2010/3/30 Niklas Gustavsson <nik...@protocol7.com>:
> On Tue, Mar 30, 2010 at 10:33 AM, Sai Pullabhotla
> <sai.pullabho...@jmethods.com> wrote:
>> I don't think that was intended. If this is in fact an issue, we
>> should probably consider adding a configuration option such as
>> maxThreads as the default max we choose may not be the best in all
>> cases.
>
> I think David is correct, and I agree with your proposed solution
> (defaulting the value higher than 16 thou). We should also look into
> moving the data connection over to using MINA, if someone got the
> time.


I would rather go for a solution that make it impossible to block
FTPServer rather than making it 'more difficult'.
For this, we might limit the total number of data connections which
wouldn't be perfect but might help... or maybe we can enforce a rule
that MaxUsers < MaxThreads.

Regarding the move of the data connection to MINA, I understand Sai's
position that is using blocking-IO here is probably lighter ( It would
be nice if we could have the same 'MINA pipeline' accepting on several
ports...).
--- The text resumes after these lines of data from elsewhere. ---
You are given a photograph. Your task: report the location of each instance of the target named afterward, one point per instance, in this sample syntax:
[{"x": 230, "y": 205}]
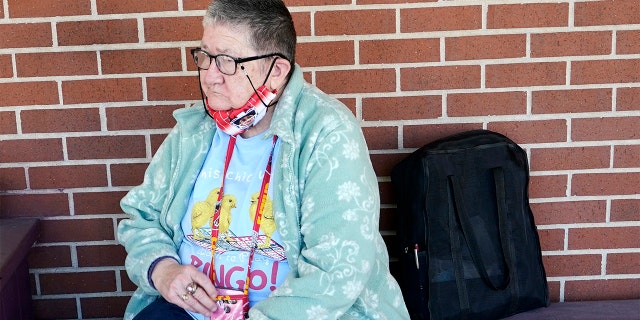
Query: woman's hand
[{"x": 172, "y": 280}]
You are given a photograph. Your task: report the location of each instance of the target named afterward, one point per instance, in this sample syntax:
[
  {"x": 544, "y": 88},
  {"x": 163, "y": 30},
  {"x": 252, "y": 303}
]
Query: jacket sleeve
[
  {"x": 144, "y": 232},
  {"x": 339, "y": 216}
]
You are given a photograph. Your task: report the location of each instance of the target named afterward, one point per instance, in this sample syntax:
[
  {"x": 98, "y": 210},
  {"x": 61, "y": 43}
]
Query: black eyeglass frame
[{"x": 235, "y": 60}]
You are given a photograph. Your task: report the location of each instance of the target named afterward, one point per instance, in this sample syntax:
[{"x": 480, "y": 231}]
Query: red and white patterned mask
[{"x": 237, "y": 121}]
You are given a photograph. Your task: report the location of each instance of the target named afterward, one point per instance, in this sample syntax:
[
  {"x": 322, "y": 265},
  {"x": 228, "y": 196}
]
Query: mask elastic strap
[{"x": 273, "y": 63}]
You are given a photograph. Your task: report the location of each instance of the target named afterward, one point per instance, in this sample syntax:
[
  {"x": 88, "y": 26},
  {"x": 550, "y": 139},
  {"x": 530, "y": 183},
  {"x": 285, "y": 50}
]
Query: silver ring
[{"x": 192, "y": 288}]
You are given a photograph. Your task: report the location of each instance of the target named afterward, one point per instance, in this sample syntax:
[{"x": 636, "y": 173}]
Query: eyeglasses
[{"x": 225, "y": 63}]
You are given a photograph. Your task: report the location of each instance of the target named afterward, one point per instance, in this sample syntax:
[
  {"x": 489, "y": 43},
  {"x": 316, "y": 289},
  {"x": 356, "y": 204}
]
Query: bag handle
[{"x": 469, "y": 233}]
Still I see an advantage  if we used MINA -  filters:

- We could have different filters for ASCII mode, binary mode, 'Z'
mode or other modes of encoding we or the users might think of
(Although it is easy to have custom streams that do this for us with
the current implementation).

- We can include a fine grained monitoring of current transfers, a
filter might inform via JMX  or other means of e.g., the amount of
data transferred

- A filter could limit the quota for a user, for a session, for a
week/month for this user  in 'real time'. There are other ways to do
this as well...

- We could have a filter that limited bandwidth usage, although I
don't think there is anything like that in FTPServer.


Still, several of the possibilities we can think of seem not that
useful since we should have multiple 'chains' for data connections.